Consequently, leaving the company is Ford’s group vice president of communications, Ray Day, who will be replaced by Mark Truby, vice president of communications for Ford’s Asia-Pacific operations.

 The shakeup is a result of Executive Chairman Bill Ford and the rest of the board losing confidence in Fields’ leadership, according to people familiar with the board’s thinking. Fields replaced Alan Mulally in mid-2014, but lacked his predecessor’s ability to rally employees around a common mission or to make critical decisions about the company’s strategy.

A Ford spokesman would not confirm that any management changes were forthcoming. “We are staying focused on our plan for creating value and profitable growth. We do not comment on speculation or rumors,” the spokesman said.

Ford, which expects about USD9 billion in pre-tax profit this year, has lost market share and been unable to convince investors to buy its stock. Its share price is down 40 percent under Fields.

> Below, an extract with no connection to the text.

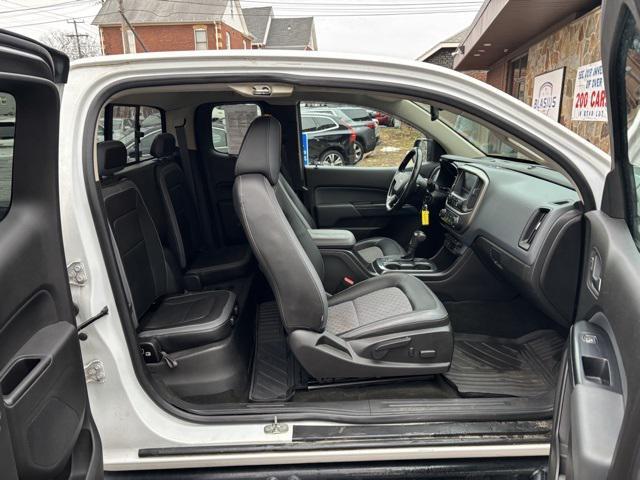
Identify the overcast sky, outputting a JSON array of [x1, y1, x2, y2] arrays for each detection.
[[0, 0, 479, 60]]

Hackett, 62, is the former chief executive of Steelcase, the office furniture company, and was a Ford director for three years before leaving the board to become chairman of the newly formed mobility services subsidiary in March 2016.

During his 30-year career at Steelcase, he is credited with expanding its business model, helping transform the company from a traditional office furniture manufacturer to a designer of cutting-edge workspaces, shifting away from cubicles, for example, to an open space environment, giving employees the flexibility to work where they want.

It’s not the first time Hackett has been tapped to lead an organization through a crisis. Before joining Ford, he served as interim athletic director at the University of Michigan, where he was hailed for wooing former San Francisco 49ers football coach Jim Harbaugh to Ann Arbor to coach the Wolverines after several disappointing seasons.